When Paul W. S. Anderson dropped the first adaptation into everyone’s laps in 2002, fans were somewhat distraught that it had very little to do with the games, with none of the characters featured either. But given what’s come since, I wish they had kept them completely separate given the mangling of story and scenario in the subsequent adaptations. So now, Resident Evil: Retribution, we have returning characters from all the previous films, while Ada Wong, Barry Burton and Leon all make their cinematic debut, whereas Resident Evil: The Umbrella Chronicles even featured an appearance from Umbrella super-computer Red Queen, which originated in the first film. Confused? Well, if Capcom’s attempts at creating an overall story arc to the games seem misguided, Anderson’s series is an even worse offender when it comes to tying itself up in knots and ending in plot cul-de-sacs. By the end of Resident Evil: Extinction, we have an army of Alice psychic super-clones. Then, in the first 15 minutes of Resident Evil: Afterlife, all the clones die and Alice loses all her powers and we’re back to square one. Anderson has indicated that this is the start of a second trilogy (yes, there will be six films in total), but all the back-tracking stinks of making it up as they go along. Of course, the success of the previous film determines whether a new one will get made, but quit with the inescapable cliffhanger endings then.
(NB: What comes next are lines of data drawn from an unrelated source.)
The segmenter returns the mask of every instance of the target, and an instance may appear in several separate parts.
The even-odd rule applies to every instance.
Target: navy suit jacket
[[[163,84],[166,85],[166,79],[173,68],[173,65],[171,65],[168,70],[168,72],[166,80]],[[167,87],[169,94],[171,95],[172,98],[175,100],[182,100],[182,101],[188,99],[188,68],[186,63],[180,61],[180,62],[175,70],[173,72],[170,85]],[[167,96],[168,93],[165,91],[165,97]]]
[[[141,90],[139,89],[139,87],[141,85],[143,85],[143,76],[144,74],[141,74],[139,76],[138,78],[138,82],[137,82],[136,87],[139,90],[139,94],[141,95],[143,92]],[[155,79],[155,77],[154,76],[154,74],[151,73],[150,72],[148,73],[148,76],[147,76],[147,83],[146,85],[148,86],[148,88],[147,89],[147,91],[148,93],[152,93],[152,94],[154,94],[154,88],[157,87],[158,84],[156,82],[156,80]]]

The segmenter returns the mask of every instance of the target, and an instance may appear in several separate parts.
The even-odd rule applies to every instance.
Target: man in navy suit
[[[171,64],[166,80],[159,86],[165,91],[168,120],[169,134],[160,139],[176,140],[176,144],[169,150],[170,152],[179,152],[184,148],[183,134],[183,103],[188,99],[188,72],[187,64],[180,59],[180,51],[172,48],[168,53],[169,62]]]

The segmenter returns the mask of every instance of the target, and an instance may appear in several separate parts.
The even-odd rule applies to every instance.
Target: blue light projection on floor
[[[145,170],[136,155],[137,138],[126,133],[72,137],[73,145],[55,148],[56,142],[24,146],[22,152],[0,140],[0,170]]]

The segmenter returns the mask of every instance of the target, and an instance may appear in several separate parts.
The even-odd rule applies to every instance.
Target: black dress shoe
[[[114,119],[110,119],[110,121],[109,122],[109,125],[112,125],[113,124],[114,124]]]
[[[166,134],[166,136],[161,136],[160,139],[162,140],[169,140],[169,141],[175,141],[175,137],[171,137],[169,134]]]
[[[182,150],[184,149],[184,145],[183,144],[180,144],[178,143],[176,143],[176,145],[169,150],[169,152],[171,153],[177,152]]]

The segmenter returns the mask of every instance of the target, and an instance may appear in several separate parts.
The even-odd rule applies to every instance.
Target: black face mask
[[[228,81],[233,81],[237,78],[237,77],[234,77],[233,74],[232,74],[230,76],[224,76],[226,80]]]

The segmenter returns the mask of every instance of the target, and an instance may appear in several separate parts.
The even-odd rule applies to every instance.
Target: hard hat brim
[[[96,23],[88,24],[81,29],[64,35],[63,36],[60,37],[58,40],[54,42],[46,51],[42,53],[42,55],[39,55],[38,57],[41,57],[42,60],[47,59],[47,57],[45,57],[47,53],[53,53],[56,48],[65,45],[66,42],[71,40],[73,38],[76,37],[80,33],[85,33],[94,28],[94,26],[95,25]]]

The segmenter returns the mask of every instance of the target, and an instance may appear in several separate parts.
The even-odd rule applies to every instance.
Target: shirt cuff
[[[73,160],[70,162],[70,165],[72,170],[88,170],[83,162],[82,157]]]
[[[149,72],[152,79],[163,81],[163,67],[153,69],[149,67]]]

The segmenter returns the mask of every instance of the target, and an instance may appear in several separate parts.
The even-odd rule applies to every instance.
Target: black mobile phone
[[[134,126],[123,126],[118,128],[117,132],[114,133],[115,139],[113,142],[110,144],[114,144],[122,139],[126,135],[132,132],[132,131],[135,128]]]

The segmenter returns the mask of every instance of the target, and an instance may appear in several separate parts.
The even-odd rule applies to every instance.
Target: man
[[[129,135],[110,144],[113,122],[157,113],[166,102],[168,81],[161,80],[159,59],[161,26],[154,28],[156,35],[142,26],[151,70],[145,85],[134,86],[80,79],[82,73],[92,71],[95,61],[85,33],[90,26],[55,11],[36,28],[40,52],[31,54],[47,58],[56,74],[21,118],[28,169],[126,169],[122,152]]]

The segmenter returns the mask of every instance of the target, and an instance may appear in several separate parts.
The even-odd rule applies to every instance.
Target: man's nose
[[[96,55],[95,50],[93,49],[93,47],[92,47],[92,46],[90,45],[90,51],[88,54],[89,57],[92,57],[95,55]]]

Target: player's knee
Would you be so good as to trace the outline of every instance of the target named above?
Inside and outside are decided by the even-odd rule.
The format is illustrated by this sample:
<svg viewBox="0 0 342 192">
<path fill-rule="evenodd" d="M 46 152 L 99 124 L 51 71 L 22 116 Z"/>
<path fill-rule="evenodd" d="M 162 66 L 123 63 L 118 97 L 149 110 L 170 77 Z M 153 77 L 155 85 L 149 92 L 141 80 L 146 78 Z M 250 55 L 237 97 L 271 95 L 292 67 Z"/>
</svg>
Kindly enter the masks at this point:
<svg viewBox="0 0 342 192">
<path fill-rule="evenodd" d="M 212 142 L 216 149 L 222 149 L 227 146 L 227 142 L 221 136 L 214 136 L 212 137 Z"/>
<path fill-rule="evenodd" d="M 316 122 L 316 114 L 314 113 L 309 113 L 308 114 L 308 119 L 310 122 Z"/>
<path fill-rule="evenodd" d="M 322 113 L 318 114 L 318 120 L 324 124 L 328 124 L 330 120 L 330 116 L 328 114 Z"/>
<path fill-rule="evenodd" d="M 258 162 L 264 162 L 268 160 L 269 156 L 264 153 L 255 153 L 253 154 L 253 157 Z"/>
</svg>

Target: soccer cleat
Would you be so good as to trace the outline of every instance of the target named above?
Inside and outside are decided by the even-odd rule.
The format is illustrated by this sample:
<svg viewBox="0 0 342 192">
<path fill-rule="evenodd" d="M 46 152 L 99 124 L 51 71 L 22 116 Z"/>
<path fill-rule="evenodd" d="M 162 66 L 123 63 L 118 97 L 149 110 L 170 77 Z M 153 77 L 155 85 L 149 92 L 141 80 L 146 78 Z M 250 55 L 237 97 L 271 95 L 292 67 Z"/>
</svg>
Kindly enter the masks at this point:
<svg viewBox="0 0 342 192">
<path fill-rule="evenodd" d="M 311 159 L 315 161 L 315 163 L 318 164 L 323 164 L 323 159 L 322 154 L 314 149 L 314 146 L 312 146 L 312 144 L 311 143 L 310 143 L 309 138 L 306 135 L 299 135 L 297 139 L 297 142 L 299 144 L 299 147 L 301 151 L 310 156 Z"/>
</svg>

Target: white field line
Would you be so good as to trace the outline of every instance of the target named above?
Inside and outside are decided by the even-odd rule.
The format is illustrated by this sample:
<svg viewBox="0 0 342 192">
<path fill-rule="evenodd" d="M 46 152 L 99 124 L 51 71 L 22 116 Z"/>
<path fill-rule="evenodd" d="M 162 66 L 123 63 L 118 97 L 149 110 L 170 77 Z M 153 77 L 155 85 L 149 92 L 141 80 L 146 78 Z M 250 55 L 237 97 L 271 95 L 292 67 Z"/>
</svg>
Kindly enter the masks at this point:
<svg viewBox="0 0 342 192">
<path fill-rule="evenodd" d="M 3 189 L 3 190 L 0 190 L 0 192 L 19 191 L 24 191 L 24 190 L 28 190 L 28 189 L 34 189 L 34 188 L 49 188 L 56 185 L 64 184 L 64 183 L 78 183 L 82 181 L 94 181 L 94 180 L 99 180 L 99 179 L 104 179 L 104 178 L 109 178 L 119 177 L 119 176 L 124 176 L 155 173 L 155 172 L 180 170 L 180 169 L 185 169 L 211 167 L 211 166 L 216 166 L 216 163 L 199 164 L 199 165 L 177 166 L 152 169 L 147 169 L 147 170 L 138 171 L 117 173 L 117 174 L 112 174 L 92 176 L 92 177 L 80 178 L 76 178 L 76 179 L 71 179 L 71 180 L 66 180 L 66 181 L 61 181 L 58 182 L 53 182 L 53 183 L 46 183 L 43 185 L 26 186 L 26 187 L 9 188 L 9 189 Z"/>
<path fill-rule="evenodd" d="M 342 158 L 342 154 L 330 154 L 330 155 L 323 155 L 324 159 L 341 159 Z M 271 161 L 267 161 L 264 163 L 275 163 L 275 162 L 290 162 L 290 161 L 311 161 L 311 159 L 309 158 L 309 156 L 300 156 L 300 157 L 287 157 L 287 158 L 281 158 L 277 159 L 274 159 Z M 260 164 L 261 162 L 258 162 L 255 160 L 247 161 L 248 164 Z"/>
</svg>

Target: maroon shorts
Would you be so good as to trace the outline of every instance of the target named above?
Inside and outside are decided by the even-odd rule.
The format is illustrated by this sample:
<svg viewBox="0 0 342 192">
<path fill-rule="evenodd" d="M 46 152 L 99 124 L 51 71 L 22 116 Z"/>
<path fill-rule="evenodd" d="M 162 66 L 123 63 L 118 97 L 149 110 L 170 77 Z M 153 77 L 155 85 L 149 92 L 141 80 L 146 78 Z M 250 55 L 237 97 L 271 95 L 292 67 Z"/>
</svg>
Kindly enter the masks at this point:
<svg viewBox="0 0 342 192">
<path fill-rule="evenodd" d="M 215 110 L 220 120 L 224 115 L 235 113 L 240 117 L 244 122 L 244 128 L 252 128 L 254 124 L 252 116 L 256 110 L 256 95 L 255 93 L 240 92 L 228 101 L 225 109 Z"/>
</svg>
Ultimately, this is a question of what Resident Evil represents, both to the game developers and the film-makers. In its original incarnation, it was a game of investigation, exploration, and horror. Your actions were limited by the controls and the camera perspective, but also your ammunition and environment. A spooky old mansion, filled with the shuffling undead, nightmarish creatures hiding in the shadows, and you, only with a crummy knife, a pistol, and the inability to aim properly or turn and run away quickly.

For better or worse, this all changed with the advent of Resident Evil 4, and there are still many naysayers out there who claim it is not a ‘true’ Resident Evil game. I can see their point, though I would still argue it still carries enough elements over for it to feel true to what came before. And if that’s the cost for getting such an incredible game as Resident Evil 4, so be it. And it’s not as if Capcom have neglected the past – quite the opposite in fact, given their constant rereleasing of previous episodes and returning to Raccoon City in new titles.

Perhaps the Japanese name for the series – Biohazard – just works better in summing up what the series is all about, less survival horror and more sci-fi action. And maybe, semi-George Lucas style, Resident Evil as it exists now is how they always wanted the game to be. The original clunky controls and B-movie voice acting were just the technical limitations of the time, when all they ever wanted to make was a smooth kick-ass action entertainment experience (just with zombies and block-pushing puzzles).  And the films are just an extension of this.

With three games and one motion picture, 2012 would appear on the surface to be a golden year for Resident Evil fans. While I should be giddy with excitement, I am instead fairly cautious. Will I buy Resident Evil 6? Definitely. Will I go see Resident Evil: Retribution? Inevitably. With regards the former, at the very least it will be a passable way to waste a few hours. And concerning the latter, well, I’ve seen all the others at the cinema, and despite continually being angry with myself for subjecting myself to them, I’ll keep going against my better judgment. But do I have high hopes for either? Not really, I’m afraid.

The gauntlet has been laid down. Prove me wrong, kids. Prove me wrong.